Mendelssohn: Octet for strings in E flat major-Scherzo
The Scherzo from Mendelssohn's Octet from String is a lovely piece that features the sort of fairy music that Mendelssohn was so brilliant at, and which you hear in his Midsummer Night's Dream overture. This is Hausmusic, London led by Monica Huggett.
Bach: Trio Sonata 1 in E Flat, ii
I have played the first movement of this one already for you, in our very first broadcast. Here is the slow movement, played on a pedal harpsichord by E. Power Biggs. A pedal harpsichord is just a harpsichord with a pedalboard, which is a keyboard intended to be played with the feet.
Mozart: String Quartet No 17 in B flat major ('Hunt')

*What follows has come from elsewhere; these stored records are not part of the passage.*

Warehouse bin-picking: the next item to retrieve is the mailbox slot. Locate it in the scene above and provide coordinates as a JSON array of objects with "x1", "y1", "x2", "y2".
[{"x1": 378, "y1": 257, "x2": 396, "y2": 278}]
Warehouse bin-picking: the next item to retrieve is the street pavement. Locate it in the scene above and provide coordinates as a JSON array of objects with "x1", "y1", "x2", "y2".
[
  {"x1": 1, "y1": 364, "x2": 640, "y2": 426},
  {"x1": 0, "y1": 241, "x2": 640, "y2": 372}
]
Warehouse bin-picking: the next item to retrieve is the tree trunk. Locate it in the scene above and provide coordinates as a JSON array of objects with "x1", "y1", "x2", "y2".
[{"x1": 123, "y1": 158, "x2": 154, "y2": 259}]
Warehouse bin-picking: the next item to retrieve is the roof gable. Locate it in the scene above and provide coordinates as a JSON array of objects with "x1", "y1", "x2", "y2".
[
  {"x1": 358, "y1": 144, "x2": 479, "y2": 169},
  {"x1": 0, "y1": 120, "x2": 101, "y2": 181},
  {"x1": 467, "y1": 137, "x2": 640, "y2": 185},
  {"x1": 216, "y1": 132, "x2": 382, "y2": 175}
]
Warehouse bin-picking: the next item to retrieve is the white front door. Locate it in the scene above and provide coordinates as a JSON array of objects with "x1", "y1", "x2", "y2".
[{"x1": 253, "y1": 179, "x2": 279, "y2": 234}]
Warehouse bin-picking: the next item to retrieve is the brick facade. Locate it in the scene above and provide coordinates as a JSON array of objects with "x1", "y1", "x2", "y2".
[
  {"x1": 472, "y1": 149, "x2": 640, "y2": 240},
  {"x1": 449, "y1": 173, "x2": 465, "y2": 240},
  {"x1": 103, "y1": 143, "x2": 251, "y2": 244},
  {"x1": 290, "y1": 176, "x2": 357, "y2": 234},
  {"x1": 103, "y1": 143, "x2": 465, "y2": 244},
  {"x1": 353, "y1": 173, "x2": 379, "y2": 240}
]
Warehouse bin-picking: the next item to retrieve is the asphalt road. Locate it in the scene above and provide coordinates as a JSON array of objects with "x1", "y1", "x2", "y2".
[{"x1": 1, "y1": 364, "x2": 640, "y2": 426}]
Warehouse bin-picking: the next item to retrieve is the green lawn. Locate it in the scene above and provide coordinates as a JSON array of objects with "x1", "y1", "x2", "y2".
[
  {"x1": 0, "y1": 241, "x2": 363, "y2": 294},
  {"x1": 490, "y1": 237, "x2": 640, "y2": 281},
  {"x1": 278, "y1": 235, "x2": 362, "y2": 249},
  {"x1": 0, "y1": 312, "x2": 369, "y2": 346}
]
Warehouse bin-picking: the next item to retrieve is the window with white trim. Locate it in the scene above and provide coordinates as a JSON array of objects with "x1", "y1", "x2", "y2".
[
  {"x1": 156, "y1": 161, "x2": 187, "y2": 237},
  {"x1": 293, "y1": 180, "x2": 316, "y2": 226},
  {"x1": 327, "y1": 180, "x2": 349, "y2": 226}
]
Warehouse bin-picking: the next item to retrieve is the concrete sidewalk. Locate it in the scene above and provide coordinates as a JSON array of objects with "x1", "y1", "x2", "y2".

Haydn and Mozart sort of taught each other to write string quartets. Haydn is generally credited with inventing the genre, and immediately afterwards, Mozart heard some of them, and was soon writing even more beautiful string quartets, which Haydn got to hear, after which Haydn wrote some more fabulous quartets, and so on. This is the Hunt quartet by Mozart, no. 17 in B Flat.
Part D: Mozart, Camerata Brasil, Wagner, Ravel
Mozart: Serenade in E-flat major K375- Adagio
This is a Mozart Serenade. These were written for a small ensemble of maybe seven or eight instruments, but it is not chamber music at all, in fact it is outdoor music. Bands of amateur musicians formed themselves into little performing groups, and serenaded homes from the street, a little like Christmas Caroling. This is a lovely slow movement from the E Flat major serenade.
Vou Vivendo - Camerata Brasil
Taken from an album titled Bach in Brasil, this highly rhythmic little movement is played by the string band Camerata Brasil.
Wagner: Siegfried Idyll
Now, Wagner was unhappily married, but around 1870, he fell in love with the daughter of Franz Liszt, Cosima, who happened to be married to the conductor Hans Von Bulow. After a while, the respective spouses allowed the two of them to move in together, and they had a child, the famous Siegfried Wagner, who at one time controlled Wagner’s opera hall in Bavaria, called Bayreuth. Anyway, either Siegfried’s or his mother’s birthday was Christmas Day, I believe, so Wagner wrote this lovely, lovely one instrument-per-part tone poem, called Siegfriend Idyll, and early morning on Christmas Day, arranged for thirteen players to play it on the stairs of his grand home in the hills of Munich, or wherever his home was. Ironically, this piece written for a small group of thirteen or so instruments is better known and loved that many of Wagner’s larger-scaled works for an orchestra of more than 100 instruments.
Ravel: Introduction and Allegro
Here is a relatively infrequently played piece by Maurice Ravel for a string quartet, flute, clarinet and harp. It runs for more than 10 minutes, but I’ll play about four minute of it. This is James Galway, Richard Stoltzman, and Heidi Lehwalder on Flute, Clarinet and Harp, respectively.